WHEN I left home that day, I did not know that the day would end up with me wearing a dress, and I swear if I had known, I would not have left the comfort of my house.
I think I should have suspected things were not okay when the collection of metal I call my car decided to start without the usual huffing and puffing and banging on the battery.
That morning it behaved like a proper car when it started within the first attempt, and as I was waiting for it to give its usual show of coughing and jerking like an asth- matic patient, it surprised me when it was running silently five minutes later.
I arrived in the office later and the car switched off without any fuss, because for those of you who know that junk, then you will know that apart from refusing to start sometimes, most of the times that metal box also refuses to turn off.
Anyway, I told myself that even bad boys sometimes decide to behave, and as I entered the office, another surprise was waiting for me in the form of my boss, who welcomed me as if I was the best employee the company had ever employed.
“Baba Boyi, I hope that your lovely wife mama Boyi is okay, including your lovely children,” he greeted me as he ushered me towards his office.
I instantly started to believe that it was either the effects of reading people’s files was finally getting to him or he was preparing me for the final blow, which might mean terminating my employment.
But the fellow who believes that my ‘lovely’ family can survive on the measly pay he gives me every month shocked me further when he told me that he has decided to give me the loan I had requested.
I had requested for the loan six months ago, and I was surprised that he still remembered.
The fellow gave me the loan, so when I left the office in the evening, I decided to pass by a bou- tique near the office and bought a lovely kitenge dress and a pair of shoes for the mother of my clan, and later thought that it is not a bad idea if I should also console myself after the death of Queen Elizabeth II.
So I parked the collection of metal, which was still behaving like a respectable car, at a certain bar in Kwa Mtogole called ‘Kata Ukatwe’.
To show solidarity with my brothers and sisters in the United Kingdom, I swallowed enough frothy liquid to float a small boat, and by the time I told myself that I should head home before mama Boyi could send me on the same journey as the queen, it was already very late.
I entered the car and started driving home, but about two kilometers from my home, that stupid junk decided that it had been nice to me long enough, and it coughed, sputtered, coughed again and came to a grinding halt right in the middle of the road.
I think if there was a truck driver hiding nearby, then he would have turned green with envy because of the rich vocabulary I never knew I had of curses.
All the attempts to start it again failed, and as if trying to tell me to stop both- ering it, the cursed vehicle gave a loud, eerie sound before giving out a last cough.
I had no option but to leave it by the roadside, but not before taking out the parcel carrying the things I had bought for my wife.

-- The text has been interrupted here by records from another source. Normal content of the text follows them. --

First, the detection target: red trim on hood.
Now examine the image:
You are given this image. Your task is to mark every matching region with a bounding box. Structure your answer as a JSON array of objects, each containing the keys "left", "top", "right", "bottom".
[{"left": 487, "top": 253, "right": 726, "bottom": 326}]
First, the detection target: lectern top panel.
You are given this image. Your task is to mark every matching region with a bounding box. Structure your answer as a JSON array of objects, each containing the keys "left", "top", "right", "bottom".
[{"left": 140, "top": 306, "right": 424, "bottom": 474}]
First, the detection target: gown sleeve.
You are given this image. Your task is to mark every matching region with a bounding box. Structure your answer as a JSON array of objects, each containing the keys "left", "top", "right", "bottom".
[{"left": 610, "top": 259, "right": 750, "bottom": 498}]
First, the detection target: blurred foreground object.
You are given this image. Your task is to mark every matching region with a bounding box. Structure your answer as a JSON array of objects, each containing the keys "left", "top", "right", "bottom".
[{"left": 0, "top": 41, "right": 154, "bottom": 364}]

All attempts to get a boda boda proved futile, so with my brain swimming in frothy liquid, I convinced myself that I was fit enough to walk home,
There is a stretch before you reach my house which is usually notorious for those boys who smoke illegal weed for breakfast, lunch and supper, so even in my state, I knew that it would be tempting fate if I decided to go through that path.
But then the thought of using a long route did not sound good, so what I decided to do was to wear the dress that I had bought my wife, telling myself that even if the boys are high on weed, they would not dare attack a ‘woman’.
Unfortunately, that night the moon was out as if it was trying to impress God, so at least I could see my way through the alley, and that is how I saw the first shadow crossing the path a few feet ahead of me.
My heart started pounding like a drum that had gone berserk, and as I tried to convince myself that what I saw was a shadow belonging to a dog, two more shadows appeared right in front of me. My brain was still functioning, and it was at that time that it told me that I should make a U turn and run back the way I came, but when I turned around,
I found three more shadows behind me. There and then I discovered that it is true what people say, that your life usually flashes before your eyes when your brain is convinced that it is about to become past tense.
I imagined mama Boyi being a widow, and my domestic thug smoking weed to mourn the death of his ‘mshua’, but these flashes were interrupted by a gruff voice behind me. “Mama shkamoo?” said the gruff voice, and before I realised that the woman who was being addressed was me, another gruff voice told me to sit down, and I promptly obeyed.
Those faces behind the gruff voices were hard, and one of them ordered me to stand up, which I obeyed quickly.
“I have met a lot of ugly women in my life, but I swear this one is the ugliest,” the first gruff voice said, and the other gruff voices laughed as if it was the funniest thing they have ever heard.
Another hard face stared at me, and in another gruff voice said “Yaani wanaume wana dhambi sana, seriously how can you sleep with such an ugly woman until you make her pregnant? Kweli wanaume tumeumbwa kuteseka, but this is too low,” he said, and they increased their laughter.
Okay, I was dressed like a woman, and my beer belly convinced them that I was pregnant, but I did not appreciate them calling me ugly, although they would have laughed louder if they had seen my spindly legs.
But as they continued to laugh their heads off at such an ugly woman, it was those spindly legs which made me proud, because I shot off like a veteran 100 meter’s ath- lete, and when I took a corner on one spindly leg, the only thing they saw was dust and my flapping dress.